Knausgaard’s outlook, as it emerges in this collection, is also focused on searching and possibilities rather than on answers. Art is not about perfection or fixed positions; criticism needn’t be, either. This approach can be endearing, such as when he admits, in an essay on Michel Houellebecq, to having not read Houellebecq before having to write about him (the reason, he tells us, is that he doesn’t want to know how brilliant Houellebecq is), or when he is dismayed by the ‘narcissistic’ autobiographic reading he gives in Beirut when the other invited writers offer work that speaks much more directly to events in the region. It is unlikely that the organisers expected anything less personal from a renowned memoirist. Similarly, I imagine that readers of these essays will anticipate very personal works, and it’s true that they often integrate personal experiences and textual analysis. But the Knausgaard, of the memoir–novels, who often seems unable to stop himself saying whatever is on his mind, isn’t present here in quite this way.

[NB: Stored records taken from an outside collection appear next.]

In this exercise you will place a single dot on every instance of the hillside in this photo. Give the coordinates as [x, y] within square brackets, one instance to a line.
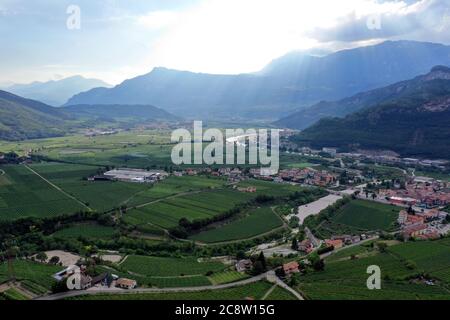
[55, 93]
[308, 116]
[119, 112]
[414, 124]
[22, 118]
[291, 82]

Instead, he places his experiences in the service of broader ideas. One reason for this is probably that many of the essays have their origins in introductions to books and collections; they are commissioned pieces with a more direct purpose than his other writing. When he does appear as a character–narrator, his experiences offer a way for him to ground interpretation in specific moments and encounters with art, and to maintain critical closeness, rather than the distance we might usually expect in such works.
His essays on photography, which bracket the whole collection, include extended meditations on the relationship between the constancy of works of art and the changeability of their subjects; on the way great works respond to the world around them; and on the ability of works to defamiliarise even the most familiar environments and situations. There is nothing particularly new or revelatory about these topics; the contribution lies, instead, with the way in which he performs the thinking – alive, as it were, on the page.
An analysis of Francesca Woodman’s photographs, for example, is as much the story of Knausgaard’s changing encounters with the pictures as it is his attempt to understand them. What seems to surprise him most is how Woodman’s work can alter his understanding of other, seemingly unrelated artworks. Impressionist paintings are suddenly ‘dead’ in the face of photographs that now speak more urgently to him. He tries to understand why, but there aren’t clear-cut answers. Instead, we get a list of possibilities that all hinge on the momentary nature of interpretation itself: the playfulness of the pictures, their materiality, his own reaction to seeing the physical realities of the female body.
Only in the title essay does this method falter. Knausgaard takes aim at the various ‘cyclopes’ who’ve criticised him on the basis of the subject matter of his novels. The cyclopes are those who ‘don’t want to know about areas of reality that aren’t as they think they should be’, or commentators who ‘can’t handle ambiguity’. Knausgaard’s début work, Out of the World (1998), won the Norwegian Critics Prize for Literature, but its storyline – a teacher falling in love with a thirteen-year-old pupil – has, Knausgaard tells us, led to accusations of literary paedophilia. While it’s understandable that he wants to counter such views, his explanation of the genesis and writing of the work is out of sync with the rest of the collection, because it puts Knausgaard in the position of defending art rather than accepting the uncertainty of how it will be interpreted, an aspect he usually celebrates.
It is a relief when Knausgaard leaves off explaining and defending his writing and returns to searching for possible meanings in the work of others. The contingent nature of that approach lets readers back in – to make up their own minds. It frees Knausgaard to roam widely, from Dante to Kierkegaard to the medieval Icelandic sagas; from literature to painting and photography. Art, he insists, ‘is as much about searching as it is about creating’. Ultimately, the artfulness of this collection is that it, too, is searching, like a photograph or a watercolour or a novel that responds in immediate ways to the lives that we are living now. In this way, Knausgaard goes some way to suspending his own position of authority as a well-known writer and allows himself to learn.